What are we supposed to gossip about now? It’s been weeks, months even, since America’s reigning bad girls have caused trouble. How can the nation survive?
It may be a minor miracle, but Paris Hilton and Britney Spears have cleaned up their acts. And while Lindsay Lohan’s troubles seem to go deeper than the merely embarrassing, she has managed to avoid making headlines, too. This may be a threat to the republic as we know it. I can imagine celebrity gossip Web sites going dark, tabloid newspapers closing shop, even entire cable TV channels going out of business. Isn’t the economy in enough trouble already?
Granted, the situation could change between the time I write this column and when you read it, but as of right now, the three arrested adolescents seem to have given up their hard-partying ways and are — gasp! — behaving like responsible adults.
Without their favorite targets, Hollywood’s packs of celebrity-stalking photographers are apparently suffering, which is just fine as far as some people are concerned.
“If you notice, since Britney started wearing clothes and behaving; Paris is out of town not bothering anybody anymore — thank God — and evidently, Lindsay Lohan has gone gay, we don’t seem to have much of an issue” with the paparazzi, Los Angeles Police Chief William Bratton told a Los Angeles television station.
A quick Google search of the headlines doesn’t turn up much. Lindsay makes the news for saying she is avoiding the paparazzi. Well, that’s exactly the problem, isn’t it? Meanwhile, a British publication goes gaga for her model of BlackBerry. That’s nothing to excite the masses. The most salacious gossip to be found is about whether she is romantically linked with a female DJ named Samantha Ronson. But Lindsay isn’t talking.
Paris, of course, has been in the news a lot during the past week. But it wasn’t her fault. There she was, minding her own business, and all of the sudden, presidential candidate Sen. John McCain, was on her case.
The McCain campaign used images of Paris and Britney in an advertisement attacking McCain’s Democratic rival, Sen. Barack Obama of Illinois, as just a “celebrity” candidate. Paris responded with an Internet video that had both gossips and political pundits talking for days.
Now, I used to be involved in politics, so take it from me: When you lose a debate with Paris Hilton, your campaign is having a bad week. Yes, I know Paris didn’t write her own material — please! — but, frankly, her energy plan makes more sense than either McCain’s or Obama’s. What does it mean when Paris is serving up better copy for The Economist magazine than for The National Enquirer? It means the end of Western Civilization, that’s what!
Just when you think maybe Britney can save us, she lets us down, too. New photos of the former pop princess appeared last week showing her once again in fit condition. If she’s lost weight, that means she has managed to work up discipline of some kind, and that’s no good if you’re a tabloid editor desperate for Britney’s next hair-shaving meltdown.

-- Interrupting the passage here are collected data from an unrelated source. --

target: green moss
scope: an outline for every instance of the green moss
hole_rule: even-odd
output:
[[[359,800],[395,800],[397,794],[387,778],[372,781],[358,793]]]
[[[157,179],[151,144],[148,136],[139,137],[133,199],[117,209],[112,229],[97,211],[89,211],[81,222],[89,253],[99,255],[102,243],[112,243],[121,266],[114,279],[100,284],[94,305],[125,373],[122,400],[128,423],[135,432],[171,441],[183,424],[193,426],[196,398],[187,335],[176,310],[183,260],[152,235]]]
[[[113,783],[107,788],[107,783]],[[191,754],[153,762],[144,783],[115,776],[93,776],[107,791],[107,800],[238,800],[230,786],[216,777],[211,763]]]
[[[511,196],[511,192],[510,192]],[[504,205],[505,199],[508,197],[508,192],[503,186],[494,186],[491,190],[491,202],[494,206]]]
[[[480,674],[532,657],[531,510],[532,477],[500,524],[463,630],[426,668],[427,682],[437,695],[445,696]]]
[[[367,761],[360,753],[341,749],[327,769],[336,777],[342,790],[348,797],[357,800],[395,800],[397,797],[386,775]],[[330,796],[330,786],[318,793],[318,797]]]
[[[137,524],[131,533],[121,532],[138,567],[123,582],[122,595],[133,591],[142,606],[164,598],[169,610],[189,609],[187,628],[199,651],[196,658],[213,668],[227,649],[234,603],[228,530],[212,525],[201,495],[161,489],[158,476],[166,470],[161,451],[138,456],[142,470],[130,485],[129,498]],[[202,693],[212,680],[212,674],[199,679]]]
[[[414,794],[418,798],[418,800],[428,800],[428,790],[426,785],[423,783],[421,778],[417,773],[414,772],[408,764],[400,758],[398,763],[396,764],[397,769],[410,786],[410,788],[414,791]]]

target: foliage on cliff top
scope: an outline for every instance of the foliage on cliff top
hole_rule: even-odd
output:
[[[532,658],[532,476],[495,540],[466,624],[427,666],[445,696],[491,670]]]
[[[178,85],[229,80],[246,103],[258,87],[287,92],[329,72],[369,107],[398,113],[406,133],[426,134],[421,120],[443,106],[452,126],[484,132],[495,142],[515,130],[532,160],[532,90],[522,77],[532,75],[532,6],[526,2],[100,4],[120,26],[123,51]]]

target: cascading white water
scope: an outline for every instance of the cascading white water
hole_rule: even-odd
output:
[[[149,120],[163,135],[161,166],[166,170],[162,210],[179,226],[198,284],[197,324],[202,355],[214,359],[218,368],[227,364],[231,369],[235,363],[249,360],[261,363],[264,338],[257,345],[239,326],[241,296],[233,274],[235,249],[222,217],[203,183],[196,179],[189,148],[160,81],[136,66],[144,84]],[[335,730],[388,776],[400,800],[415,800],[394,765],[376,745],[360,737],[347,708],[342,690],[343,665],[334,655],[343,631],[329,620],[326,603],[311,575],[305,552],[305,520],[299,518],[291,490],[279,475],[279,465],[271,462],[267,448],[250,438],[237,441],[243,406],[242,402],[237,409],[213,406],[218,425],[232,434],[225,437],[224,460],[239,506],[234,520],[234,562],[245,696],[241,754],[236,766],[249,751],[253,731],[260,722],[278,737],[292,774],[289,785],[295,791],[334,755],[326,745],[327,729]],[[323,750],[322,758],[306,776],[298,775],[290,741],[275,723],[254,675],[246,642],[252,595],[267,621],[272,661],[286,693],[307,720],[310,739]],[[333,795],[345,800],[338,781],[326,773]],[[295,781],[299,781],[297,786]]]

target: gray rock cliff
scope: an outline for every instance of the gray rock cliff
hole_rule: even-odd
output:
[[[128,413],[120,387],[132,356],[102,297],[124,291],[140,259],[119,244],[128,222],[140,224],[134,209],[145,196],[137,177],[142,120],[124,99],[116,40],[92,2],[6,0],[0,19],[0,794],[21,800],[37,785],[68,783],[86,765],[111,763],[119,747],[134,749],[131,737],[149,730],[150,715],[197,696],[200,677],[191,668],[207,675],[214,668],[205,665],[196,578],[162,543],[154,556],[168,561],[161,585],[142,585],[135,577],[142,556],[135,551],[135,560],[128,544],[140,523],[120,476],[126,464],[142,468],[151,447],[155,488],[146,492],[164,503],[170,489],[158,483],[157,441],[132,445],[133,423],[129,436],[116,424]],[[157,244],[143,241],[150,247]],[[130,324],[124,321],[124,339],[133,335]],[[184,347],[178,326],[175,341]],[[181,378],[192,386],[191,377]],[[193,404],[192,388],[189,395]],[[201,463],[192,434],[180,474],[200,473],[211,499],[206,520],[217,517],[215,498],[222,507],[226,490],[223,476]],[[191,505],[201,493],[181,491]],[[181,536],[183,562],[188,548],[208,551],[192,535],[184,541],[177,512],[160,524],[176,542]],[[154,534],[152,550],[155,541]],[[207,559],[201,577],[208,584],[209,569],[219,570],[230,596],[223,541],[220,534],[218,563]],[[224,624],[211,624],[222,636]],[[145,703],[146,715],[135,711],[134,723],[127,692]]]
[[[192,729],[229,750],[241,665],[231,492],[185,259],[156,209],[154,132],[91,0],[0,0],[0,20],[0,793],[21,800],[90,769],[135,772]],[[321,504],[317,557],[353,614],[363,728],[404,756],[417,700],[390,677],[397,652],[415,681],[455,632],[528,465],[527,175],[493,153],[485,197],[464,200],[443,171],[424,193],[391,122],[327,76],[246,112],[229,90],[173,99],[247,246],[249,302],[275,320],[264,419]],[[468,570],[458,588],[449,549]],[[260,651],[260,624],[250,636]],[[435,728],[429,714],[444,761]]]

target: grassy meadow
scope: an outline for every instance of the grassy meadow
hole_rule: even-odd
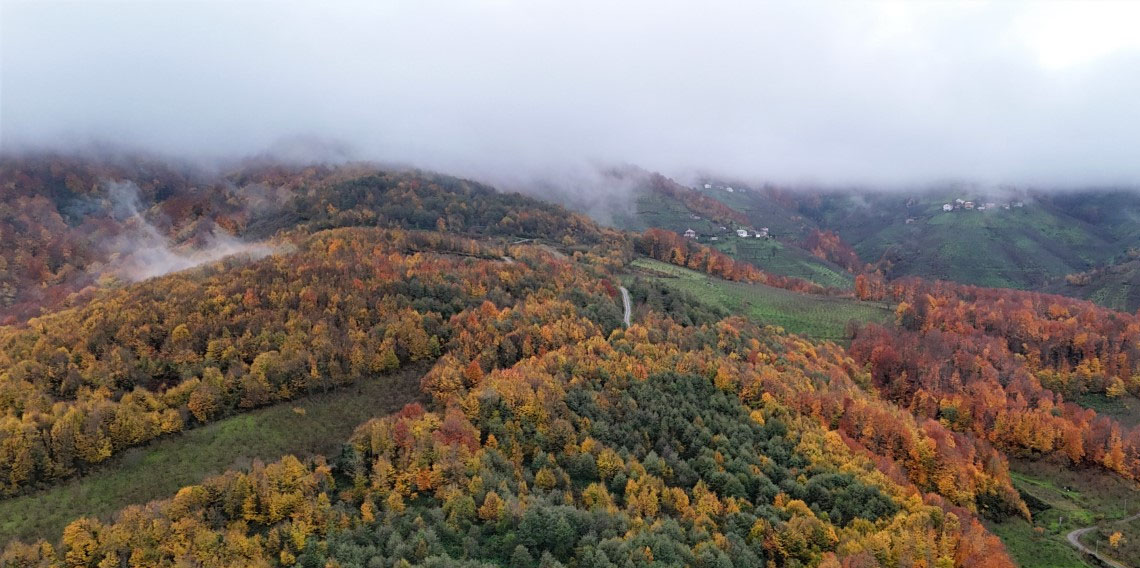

What about Britney’s younger sister, notorious teen mom Jamie Lynn? She and her new baby are doing just fine, thank you. And Jamie Lynn seems to have learned from Britney’s mistakes. So far, she hasn’t been photographed driving around with her infant precariously perched in her lap. She’s no help at all.
The same goes for Paris’ former “Simple Life” co-star, Nicole Richie, who after a rash of legal problems and rumors of an eating disorder, has settled into a — ahem! — simple life of domestic bliss with boyfriend Joel Madden and daughter Harlow.
Efforts to turn Disney star Miley Cyrus to the Dark Side are mixed. Despite attempts to manufacture a scandal out of her Vanity Fair photos, Miley remains on the straight and narrow.
These are indeed dark days for us all. Never mind what the bobbleheads(cq) on the E! channel will talk about. What will I write about on slow news days?